Inspirations

Shajar al-Durr c. 1220-1257

Shajar al-Durr (also known as Shajara, Shagrat, Shagar, Shaggar, ior Shagarat) ruled Egypt in between the Ayyubid dynasty and the Mamluk era, playing a crucial role in the Seventh Crusade. An ambitious, passionate and ruthless woman, she rose from the status of a concubine to become the Sultan in her own right for a brief period, and continued to act as the power behind the throne until she was killed. Her name means string or tree of pearls.

Shajar al-Durr’s history begins when she was purchased as a slave by Salih Ayyub. Her life before that is unknown, but she may have been of Turkic origin. Ayyub was a descendent of the Ayyubid dynasty, founded by the illustrious Salah-al Din. Ayyub added Shajar to his harem while he was exiled in the Levant. She became his favourite concubine, sharing his prison when his cousin captured him. She bore him a son, conceived under imprisonment. In 1240, Ayyub overthrew his elder brother to take the throne, later marrying Shajar.
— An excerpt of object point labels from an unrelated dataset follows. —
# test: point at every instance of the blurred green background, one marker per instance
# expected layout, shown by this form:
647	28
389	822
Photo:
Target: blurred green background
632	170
Ayyub recruited numerous Mamluk mercenaries to reinforce his power against internal and external threats. In 1249, Egypt was embattled by French crusaders who were making incursions at the mouth of the river Nile. Shajar had already been coordinating the defence of the realm whilst Ayyub had been travelling in Damascus. Upon his return, he became ill and died suddenly. With the support of two of his military advisors, Shajar contrived to disguise the fact of Ayyub’s death, in an attempt to maintain stability during a turbulent period. She ordered servants to deliver food to his tent to maintain the pretence he was still ill, and wrote decrees to the armies on blank sheets of paper which Ayyub had signed before her death. When the news of Ayyub’s death reached the crusaders, they marched upon Cairo and the camp closest to Shajar’s position. Mamluk forces, led by Izz al-Din Aibak, trapped the crusaders in the town and annihilated them.

Shajar’s step-son Turanshah claimed the role of Sultan, at which point Shajar officially announced Ayyub’s death and relinquished her power. Despite the final defeat of the French occurring under his tenure, Turanshah was left in an insecure position due to Shahjar’s popularity, her influence over the army and his own personality flaws, which included a bad temper and a taste for alcohol. He demanded that Shajar  return his father’s wealth in a petulant attempt to undermine her status. Upset, she complained to the Mamluk army, conspiring with them against Turanshah, who had inadequately rewarded the mercenary forces who had secured victory over the French. Mamluk soldiers murdered him in response. With no surviving heirs to Ayyub, Shajar was enthroned.

When the Egyptians had finally routed the crusaders, they had managed to take Louis IX captive. Shajar ransomed him back to France for a sum equivalent to 30% of France’s annual revenue, marking the end of the war as well as France’s ambitions to conquer the Mediterranean basin. Shajar had coins struck bearing her name, and she was referred to as Sultan in weekly prayers in the mosques for over two months, during which she was the sole ruler of Egypt. However her audacity offended traditionalists. The Caliph of Baghdad sent a message to the Emirs of Egypt, decrying the existence of a female Sultan as counter to the rules of Islam. As a successful general, Izz al-Din Aibak was appointed as Sultan in her place. This established the Mamluk era in Egypt.

However, Shajar and Aibak married; they may have been married even before his appointment. Shajar had a strong influence over her husband, the nominal Sultan: the coins of the realm bore her name alongside his, her signature appears on the Sultan’s formal decrees and she ran the state treasury. Aibak, meanwhile devoted his military skills to securing Egypt’s borders.

By 1257, her relationship with Aibak had soured. Shajar was intensely jealous of his first wife and demanded that he divorce her. When Aibak sought to take a second wife for diplomatic reasons, Shajar ordered her servants to kill him while he was bathing. After the murder, she desperately attempted to conceal her crime, claiming that he had died of natural causes. His first wife pressed for justice and her son, Aibak’s heir, was declared Sultan. Shajar was imprisoned, but supporters of Aibak’s son accessed the tower where she was confined and  beat her to death with shoes. Her body was suspended by a rope from the tower, dangling in the moat for three days before it was retrieved. It was later buried in a location named after her. It features a ‘palatial garden complex that probably included a mosque, minaret, bath and oratory, all surrounding a domed mausoleum.’

Shajar was the second female ruler in Islamic history (coming a few years after Razia Sultan) and the first who was not originally from a noble family. Her extraordinary legacy as a slave girl who rose to become the Sultan of Egypt  and initiated over a century of Mamluk rule, has been memorialised in folklore, such as the heroic poem Sirat al-Zahir Baibars, expressing her symbolic importance as an extraordinary female ruler.